Sebaliknya Permi menuduh Muhammadiyah Sumatera Barat yang sama-sama lahir dari rahim Sumatera Thawalib sebagai penakut dan penjilat ekor Belanda karena bersikap kooperatif dengan pemerintah dan mau menerima bantuan sana (subsidi) pemerintah. Menurut Permi siapapun yang mau bekerjasama dengan Belanda yang nota benenya kaum kafir maka dia juga kafir. Orang kafir adalah musuh Islam yang sangat berbahaya bagi perkembangan syi’ar Islam.
Muhammad Natsir putra Minangkabau yang juga Persatuan Islam, menyatakan ideologi Islam sudah cukup: “Kelihatannya bahwa mereka (pimpinan Permi) tidak puas dengan Islam mereka. Mereka kelihatannya merasa bahwa Islam tidak cukup, bahwa mereka menganggap perlu menambahkan sesuatu. Islam yang mereka akui sebagai fondasi esensial dalam prakteknya akan digantikan oleh Kebangsaan yang mulanya dianggap sebagai ide pendukung. Padahal rasa kebangsaan di Indonesia telah lama tumbuh dan ditumbuhkan oleh Islam di Indonesia. Misalnya saja, Syarikat Islam dan Muhammadiyah yang telah menyebar di seluruh Nusantara tanpa melihat batas-batas etnis. Dengan demikian, pada dasarnya Islam telah lama membangkitkan semangat nasionalisme di kalangan bangsa Indonesia. Oleh karenanya dengan menggunakan Islam sebagai ideologi pergerakan sudah cukup dan tidak perlu ditambah-tambah lagi.”
Pernyataan Natsir segera ditanggapi oleh Permi. Dalam risalah tanggapannya Permi menyebutkan bahwa dengan menambah ideologi lain setelah Islam bukan berarti Permi mengganggap Islam belum mencukupi sebagai dasar perjuangan. Permi menyadari bahwa ajaran Islam telah mencukupi untuk menyelesaikan persoalan-persoalan dunia dan akhirat, tetapi Permi juga tidak dapat menutup mata bahwa di daerah koloni seperti Indonesia ini ajaran Islam hanya tinggal dalam Al Qur’an saja. Oleh karenanya Permi tidak hanya berasaskan Islam tetapi juga Kebangsaan karena Permi juga berjuang untuk kemerdekaan Indonesia.( PB. Permi, op.cit., h. 4)

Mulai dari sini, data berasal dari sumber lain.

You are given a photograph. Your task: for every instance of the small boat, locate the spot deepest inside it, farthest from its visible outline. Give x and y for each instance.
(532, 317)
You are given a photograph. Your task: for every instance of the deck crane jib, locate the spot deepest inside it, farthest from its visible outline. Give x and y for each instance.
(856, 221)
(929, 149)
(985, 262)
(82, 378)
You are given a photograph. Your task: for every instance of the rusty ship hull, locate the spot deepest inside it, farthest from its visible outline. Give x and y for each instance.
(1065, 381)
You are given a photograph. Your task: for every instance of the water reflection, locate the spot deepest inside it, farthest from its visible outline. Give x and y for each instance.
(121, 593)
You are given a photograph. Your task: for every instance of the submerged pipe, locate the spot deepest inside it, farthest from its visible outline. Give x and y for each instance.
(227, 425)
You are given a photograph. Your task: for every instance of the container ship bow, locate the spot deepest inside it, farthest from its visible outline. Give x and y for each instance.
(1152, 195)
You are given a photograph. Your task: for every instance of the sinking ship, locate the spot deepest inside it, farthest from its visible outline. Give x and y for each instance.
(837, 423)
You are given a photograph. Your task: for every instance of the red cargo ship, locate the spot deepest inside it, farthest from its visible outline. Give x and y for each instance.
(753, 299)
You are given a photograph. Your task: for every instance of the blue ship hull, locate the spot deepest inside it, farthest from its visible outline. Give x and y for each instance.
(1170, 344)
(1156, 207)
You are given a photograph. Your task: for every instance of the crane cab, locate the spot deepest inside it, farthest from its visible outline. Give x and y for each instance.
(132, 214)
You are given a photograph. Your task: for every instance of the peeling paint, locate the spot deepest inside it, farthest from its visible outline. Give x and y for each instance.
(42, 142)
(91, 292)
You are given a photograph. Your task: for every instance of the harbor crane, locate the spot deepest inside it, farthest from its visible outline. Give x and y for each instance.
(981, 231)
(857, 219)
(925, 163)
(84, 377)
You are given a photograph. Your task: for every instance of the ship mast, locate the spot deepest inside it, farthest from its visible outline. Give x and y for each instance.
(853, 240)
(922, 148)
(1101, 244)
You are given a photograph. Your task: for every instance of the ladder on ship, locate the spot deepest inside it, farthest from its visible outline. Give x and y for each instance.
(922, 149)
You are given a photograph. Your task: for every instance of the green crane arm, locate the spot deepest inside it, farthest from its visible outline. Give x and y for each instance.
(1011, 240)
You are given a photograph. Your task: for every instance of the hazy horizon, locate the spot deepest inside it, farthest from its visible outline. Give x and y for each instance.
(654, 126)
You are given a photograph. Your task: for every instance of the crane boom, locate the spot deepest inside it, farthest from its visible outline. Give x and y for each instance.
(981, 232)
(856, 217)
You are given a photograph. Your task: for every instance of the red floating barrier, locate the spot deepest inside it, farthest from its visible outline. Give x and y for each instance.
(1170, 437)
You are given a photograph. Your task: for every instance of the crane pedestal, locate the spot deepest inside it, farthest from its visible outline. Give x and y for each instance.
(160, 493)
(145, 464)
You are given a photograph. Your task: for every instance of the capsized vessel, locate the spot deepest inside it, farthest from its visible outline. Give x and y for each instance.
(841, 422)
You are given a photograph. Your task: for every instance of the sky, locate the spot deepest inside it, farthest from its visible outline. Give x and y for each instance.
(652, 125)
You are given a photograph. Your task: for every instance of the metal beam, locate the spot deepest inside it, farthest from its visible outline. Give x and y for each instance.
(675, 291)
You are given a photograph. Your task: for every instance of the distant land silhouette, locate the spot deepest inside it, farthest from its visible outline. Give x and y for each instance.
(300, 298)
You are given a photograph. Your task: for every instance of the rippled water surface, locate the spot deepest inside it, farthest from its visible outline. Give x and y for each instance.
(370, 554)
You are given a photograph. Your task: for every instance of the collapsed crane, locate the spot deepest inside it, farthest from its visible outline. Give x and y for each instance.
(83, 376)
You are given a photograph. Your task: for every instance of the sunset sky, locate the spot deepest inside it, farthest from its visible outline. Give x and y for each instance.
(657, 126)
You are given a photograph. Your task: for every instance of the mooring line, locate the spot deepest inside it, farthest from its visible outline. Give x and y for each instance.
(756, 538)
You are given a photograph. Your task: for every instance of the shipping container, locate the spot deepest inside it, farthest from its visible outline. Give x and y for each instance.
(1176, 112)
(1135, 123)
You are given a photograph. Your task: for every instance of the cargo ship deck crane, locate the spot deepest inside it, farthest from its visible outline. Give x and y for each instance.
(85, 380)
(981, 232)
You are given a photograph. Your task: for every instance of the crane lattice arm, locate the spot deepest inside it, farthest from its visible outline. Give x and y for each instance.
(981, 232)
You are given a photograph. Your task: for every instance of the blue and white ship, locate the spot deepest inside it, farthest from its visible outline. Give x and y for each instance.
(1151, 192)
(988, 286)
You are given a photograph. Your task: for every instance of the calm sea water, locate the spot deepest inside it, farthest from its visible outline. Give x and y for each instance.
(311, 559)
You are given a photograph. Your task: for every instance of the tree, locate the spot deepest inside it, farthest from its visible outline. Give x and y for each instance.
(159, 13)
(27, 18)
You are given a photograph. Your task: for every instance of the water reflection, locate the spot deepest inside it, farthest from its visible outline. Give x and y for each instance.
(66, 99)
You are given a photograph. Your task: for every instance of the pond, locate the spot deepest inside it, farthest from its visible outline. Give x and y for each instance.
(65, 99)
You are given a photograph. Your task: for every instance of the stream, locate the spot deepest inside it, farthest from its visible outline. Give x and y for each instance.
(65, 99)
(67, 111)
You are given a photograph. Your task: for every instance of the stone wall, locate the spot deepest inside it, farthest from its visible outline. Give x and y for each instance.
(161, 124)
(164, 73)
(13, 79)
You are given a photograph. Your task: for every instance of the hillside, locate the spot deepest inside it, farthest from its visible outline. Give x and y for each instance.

Tokoh Islam lainnya, Ahmad Hassan yang juga dari Persis di Bandung mengecam Permi. Menurut tokoh ini kebangsaan identik dengan ashabiyyah dan merupakan realita bahwa orang Islam Indonesia terpisah dengan umat Islam lainnya di dunia. Padahal sesama umat Islam itu bersaudara, di manapun dia berada. Oleh karenanya menurut tokoh ini, organisasi yang didasarkan pada Kebangsaan dan menolong organisasi yang berdasarkan Kebangsaan sangat bertentangan dengan ajaran Islam (Deliar Noer, 1996: 280(.
Anggapan A.Hassan yang menyamakan Kebangsaan dengan Ashabiyyah dijawab oleh Permi dengan menyebutkan bahwa ashabiyyah yang dimaksudkan tersebut adalah Kebangsaan yang sempit dan tidak didasarkan pada ajaran agama. Sedangkan Kebangsaan yang dianut Permi adalah Kebangsaan yang diridhoi Allah dan Kebangsaan yang tidak merugikan Islam. Pembahagian bangsa, menurut Permi bukan dijadikan oleh manusia tetapi ciptaan Allah. Untuk menguatkan argumen itu Permi mengutip ayat Al Qur’an yang artinya “ Aku jadikan kamu berbangsa-bangsa dan bersuku-suku agar saling mengenal”. Kebangsaan yang dipromosikan Permi merupakan usaha untuk memberantas semua sisa-sisa feodalisme dan semua penderitaan yang disebabkan terutama oleh kolonialisme. (Taufik Abdullah, Op. Cit.,201).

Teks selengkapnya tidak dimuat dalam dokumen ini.